When we got to the parking lot, I took her hand and cross in front of several idling cars. As we neared ours, she broke away and started to scream again about the oranges. So I picked her up to carry her to the car. She began hitting me on the head repeatedly, and in the process she dropped the last bite of her PB&J sandwich. While I held her down in the car seat and buckled her in, she yelled, "I WANT MY SANDWICH!" I told her she was so busy hitting me that she dropped the last bite, and it was dirty, so she couldn't have it.
She cried the entire drive to preschool, mostly wailing, "I want my sandwich!" At one point she told me she was hungry, and I said she should have thought of that before she began hitting me and dropped her sandwich. In between the wails, she repeated spat, screeched and kicked my chair. Eventually she stopped yelling about the sandwich and started yelling, "I WANT DADDY!" I just ignored her all the way to preschool.

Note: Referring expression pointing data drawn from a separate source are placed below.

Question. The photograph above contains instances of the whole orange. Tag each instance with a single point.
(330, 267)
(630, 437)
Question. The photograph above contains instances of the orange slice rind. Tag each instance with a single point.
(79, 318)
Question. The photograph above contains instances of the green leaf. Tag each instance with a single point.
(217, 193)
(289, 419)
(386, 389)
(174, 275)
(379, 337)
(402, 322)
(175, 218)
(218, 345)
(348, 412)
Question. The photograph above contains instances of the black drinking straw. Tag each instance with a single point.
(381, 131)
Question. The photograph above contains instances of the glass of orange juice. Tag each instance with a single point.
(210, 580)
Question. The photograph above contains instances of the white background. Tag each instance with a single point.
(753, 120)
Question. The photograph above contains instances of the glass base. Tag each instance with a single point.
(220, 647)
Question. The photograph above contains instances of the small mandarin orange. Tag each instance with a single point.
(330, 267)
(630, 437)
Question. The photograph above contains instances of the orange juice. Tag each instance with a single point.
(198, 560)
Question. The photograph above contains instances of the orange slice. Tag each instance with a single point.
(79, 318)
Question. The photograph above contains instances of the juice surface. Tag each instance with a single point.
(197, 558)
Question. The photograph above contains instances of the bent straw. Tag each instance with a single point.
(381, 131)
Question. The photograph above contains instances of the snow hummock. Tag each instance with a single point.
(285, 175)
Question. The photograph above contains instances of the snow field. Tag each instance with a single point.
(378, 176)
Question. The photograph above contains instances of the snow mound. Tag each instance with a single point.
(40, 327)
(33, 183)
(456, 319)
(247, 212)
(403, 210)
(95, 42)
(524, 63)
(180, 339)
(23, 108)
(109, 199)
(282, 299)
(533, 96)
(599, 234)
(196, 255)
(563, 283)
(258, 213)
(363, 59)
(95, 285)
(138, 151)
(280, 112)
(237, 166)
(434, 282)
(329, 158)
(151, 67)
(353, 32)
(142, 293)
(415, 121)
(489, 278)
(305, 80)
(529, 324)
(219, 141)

When we got to preschool, she refused to get out of the car. I removed her and held her hand as we walked in. Her face was covered in peanut butter and jelly, so after I signed her in, we went to the bathroom, where I washed her face. She'd completely calmed down, but then the minute we went outside toward her classroom, she began crying again: "I want my sandwich!" She refused to walk with me to the classroom. I went ahead without her, and as I entered the room, everyone looked up because we could all hear her yelling outside. I put her lunch away, then told the teacher we were having a rough morning. When Marcie got in the room, she was still screaming and crying. Now she was saying, "I DON'T WANT TO GO TO SCHOOL!" I asked why, and she couldn't tell me. I picked her up and told her I was sorry she was having a hard time, that I loved her, and that she had to stay. The teacher told her she could be a special helper and pick out special stickers, and Marcie just screamed back: "I DON'T WANT TO!"
Before I left, I cradled her in my arms and told her again I knew she was mad and upset but she had to stay- and that I still loved her. I put her down, and walked out to her screams, noting the kids in the room covering their ears as we left.
It was the longest 15 minutes I've had in a very long time.
Forget about the terrible twos. Whoever made up that expression never met our kids at age three.